Clinical PotpourriProne positioning improves oxygenation in spontaneously breathing nonintubated patients with hypoxemic acute respiratory failure: A retrospective study☆,☆☆,★
Introduction
Acute respiratory failure (ARF) is a common cause of intensive care unit (ICU) admission [1]. Patients with severe ARF are usually managed with intubation and invasive mechanical ventilation (MV), but their clinical course is frequently complicated by ventilator associated pneumonia (VAP) [2]. The risk of VAP is particularly high in patients with malignancies, immunocompromise, and chronic obstructive pulmonary disease (COPD) [3], [4], [5], [6]. Especially in these patient groups, VAP may adversely affect the clinical outcome [7], [8]: thus, it is commonly suggested to avoid intubation and, whenever possible, to employ non-invasive ventilation (NIV) [9], [10].
Prone positioning (PP) during invasive MV has been demonstrated to improve oxygenation and reduce mortality of the most severe acute respiratory distress syndrome (ARDS) patients [11], [12], [13]. In theory, these benefits should apply also to non-intubated patients, in whom PP may improve oxygenation while delaying or even avoiding the need for intubation. This may be particularly useful in patients at high risk of VAP [14].

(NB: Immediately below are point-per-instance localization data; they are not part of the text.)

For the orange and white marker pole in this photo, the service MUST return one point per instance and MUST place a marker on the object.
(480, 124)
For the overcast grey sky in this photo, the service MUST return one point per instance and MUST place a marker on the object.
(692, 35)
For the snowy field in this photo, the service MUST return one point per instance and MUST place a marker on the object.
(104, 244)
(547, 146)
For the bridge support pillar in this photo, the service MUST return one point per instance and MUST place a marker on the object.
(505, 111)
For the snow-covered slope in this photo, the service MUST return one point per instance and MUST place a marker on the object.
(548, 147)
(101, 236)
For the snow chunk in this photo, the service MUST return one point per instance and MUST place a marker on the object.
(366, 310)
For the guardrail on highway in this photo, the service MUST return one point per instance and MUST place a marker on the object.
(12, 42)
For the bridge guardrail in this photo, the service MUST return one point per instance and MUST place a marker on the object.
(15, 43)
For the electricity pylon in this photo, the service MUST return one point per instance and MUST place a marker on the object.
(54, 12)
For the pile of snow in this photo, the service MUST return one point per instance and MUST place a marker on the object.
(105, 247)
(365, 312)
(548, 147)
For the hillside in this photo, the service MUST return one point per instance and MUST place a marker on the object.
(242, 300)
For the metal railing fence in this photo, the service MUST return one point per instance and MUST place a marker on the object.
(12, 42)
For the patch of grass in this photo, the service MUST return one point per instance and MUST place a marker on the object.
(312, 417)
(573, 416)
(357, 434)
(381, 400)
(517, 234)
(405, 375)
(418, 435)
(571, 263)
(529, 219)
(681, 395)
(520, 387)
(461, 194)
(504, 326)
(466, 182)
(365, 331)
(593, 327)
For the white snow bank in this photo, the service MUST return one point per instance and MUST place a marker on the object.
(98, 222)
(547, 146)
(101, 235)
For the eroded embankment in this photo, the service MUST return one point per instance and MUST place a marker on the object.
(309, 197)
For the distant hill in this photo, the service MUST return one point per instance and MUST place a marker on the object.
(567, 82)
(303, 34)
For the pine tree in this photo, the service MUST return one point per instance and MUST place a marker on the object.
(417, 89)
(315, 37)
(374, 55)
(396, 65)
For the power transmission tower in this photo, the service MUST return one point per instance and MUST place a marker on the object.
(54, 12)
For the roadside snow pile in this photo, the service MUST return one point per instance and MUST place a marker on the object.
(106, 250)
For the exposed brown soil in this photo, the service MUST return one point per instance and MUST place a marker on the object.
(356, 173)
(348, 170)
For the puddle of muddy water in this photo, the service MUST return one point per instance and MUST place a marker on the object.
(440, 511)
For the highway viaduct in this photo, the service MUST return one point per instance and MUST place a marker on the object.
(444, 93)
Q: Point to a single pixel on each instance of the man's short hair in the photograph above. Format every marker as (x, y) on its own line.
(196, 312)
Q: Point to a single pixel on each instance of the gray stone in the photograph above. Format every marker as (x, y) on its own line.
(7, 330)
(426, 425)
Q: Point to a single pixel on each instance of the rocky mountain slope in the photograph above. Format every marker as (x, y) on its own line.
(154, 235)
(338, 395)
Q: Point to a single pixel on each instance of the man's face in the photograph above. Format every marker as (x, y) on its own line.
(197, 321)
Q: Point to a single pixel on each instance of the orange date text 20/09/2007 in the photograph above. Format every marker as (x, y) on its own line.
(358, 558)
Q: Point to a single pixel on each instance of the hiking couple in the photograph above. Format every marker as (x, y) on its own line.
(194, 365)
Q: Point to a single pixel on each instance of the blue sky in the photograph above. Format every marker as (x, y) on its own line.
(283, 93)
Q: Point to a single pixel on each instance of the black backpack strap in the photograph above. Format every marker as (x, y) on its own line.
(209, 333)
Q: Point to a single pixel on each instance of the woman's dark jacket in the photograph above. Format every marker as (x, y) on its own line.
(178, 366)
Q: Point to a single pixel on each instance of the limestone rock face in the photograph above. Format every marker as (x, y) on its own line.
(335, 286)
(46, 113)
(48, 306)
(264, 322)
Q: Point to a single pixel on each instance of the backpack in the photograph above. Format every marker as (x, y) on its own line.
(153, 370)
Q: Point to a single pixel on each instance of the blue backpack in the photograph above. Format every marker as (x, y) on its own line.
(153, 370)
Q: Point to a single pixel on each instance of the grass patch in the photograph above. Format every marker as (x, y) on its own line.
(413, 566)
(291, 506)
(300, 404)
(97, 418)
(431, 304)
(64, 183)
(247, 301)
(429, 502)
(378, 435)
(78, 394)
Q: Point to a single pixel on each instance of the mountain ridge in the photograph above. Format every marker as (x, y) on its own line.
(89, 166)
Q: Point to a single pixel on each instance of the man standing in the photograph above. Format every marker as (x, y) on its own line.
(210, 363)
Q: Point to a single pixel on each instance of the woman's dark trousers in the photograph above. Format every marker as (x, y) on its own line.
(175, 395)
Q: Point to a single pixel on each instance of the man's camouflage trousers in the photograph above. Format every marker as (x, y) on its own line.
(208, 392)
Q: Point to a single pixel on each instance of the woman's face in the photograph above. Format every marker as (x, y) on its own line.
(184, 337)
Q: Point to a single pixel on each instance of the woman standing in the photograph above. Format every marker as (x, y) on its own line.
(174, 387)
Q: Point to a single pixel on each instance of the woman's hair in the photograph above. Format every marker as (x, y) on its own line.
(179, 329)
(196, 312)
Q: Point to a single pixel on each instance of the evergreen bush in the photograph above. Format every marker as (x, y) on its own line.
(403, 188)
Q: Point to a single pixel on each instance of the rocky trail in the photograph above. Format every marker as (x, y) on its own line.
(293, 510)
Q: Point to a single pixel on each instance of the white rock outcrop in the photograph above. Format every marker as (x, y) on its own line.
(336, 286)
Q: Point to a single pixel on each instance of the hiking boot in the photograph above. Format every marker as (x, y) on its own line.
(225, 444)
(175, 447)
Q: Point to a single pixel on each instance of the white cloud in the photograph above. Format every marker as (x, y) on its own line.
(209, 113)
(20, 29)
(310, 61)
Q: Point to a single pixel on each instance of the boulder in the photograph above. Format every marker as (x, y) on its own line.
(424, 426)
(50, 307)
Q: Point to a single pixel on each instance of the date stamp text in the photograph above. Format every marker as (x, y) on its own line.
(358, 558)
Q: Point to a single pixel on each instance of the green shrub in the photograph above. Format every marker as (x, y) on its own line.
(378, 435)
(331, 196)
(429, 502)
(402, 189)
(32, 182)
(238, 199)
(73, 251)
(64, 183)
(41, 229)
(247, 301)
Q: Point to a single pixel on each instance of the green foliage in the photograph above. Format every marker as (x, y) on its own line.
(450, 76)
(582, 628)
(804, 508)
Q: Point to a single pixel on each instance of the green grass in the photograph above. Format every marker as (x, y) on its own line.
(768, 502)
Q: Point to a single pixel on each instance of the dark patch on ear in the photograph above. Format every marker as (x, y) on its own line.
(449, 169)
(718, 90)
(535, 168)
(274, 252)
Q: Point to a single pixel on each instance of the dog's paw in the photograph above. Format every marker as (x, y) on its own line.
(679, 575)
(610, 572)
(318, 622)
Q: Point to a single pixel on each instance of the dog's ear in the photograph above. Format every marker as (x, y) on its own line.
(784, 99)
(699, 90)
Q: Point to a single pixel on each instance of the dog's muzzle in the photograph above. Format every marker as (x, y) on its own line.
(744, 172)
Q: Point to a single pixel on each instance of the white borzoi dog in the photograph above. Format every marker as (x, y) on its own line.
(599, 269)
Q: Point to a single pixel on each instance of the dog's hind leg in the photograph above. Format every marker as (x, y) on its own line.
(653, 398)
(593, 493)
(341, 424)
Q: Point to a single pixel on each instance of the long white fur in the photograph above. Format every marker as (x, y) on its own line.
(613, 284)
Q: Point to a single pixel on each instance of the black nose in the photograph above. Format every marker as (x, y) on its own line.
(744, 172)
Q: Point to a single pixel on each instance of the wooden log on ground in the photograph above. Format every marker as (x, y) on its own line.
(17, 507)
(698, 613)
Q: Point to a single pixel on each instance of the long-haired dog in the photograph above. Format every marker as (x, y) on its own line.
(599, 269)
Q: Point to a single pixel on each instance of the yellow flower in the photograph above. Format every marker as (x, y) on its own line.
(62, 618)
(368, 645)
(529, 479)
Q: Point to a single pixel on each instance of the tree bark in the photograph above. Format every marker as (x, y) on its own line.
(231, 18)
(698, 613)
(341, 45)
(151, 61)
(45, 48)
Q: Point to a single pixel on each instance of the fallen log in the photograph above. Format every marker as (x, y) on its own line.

Reports of the application of PP in spontaneously breathing, non-intubated adult patients are limited to few case reports [15], [16], [17].
In this retrospective observational study, we reviewed the 5-year experience of our ICU in the application of PP in awake, non-intubated, spontaneously breathing patients with hypoxemic ARF, describing the effect of PP on oxygenation, breathing patterns, and hemodynamics.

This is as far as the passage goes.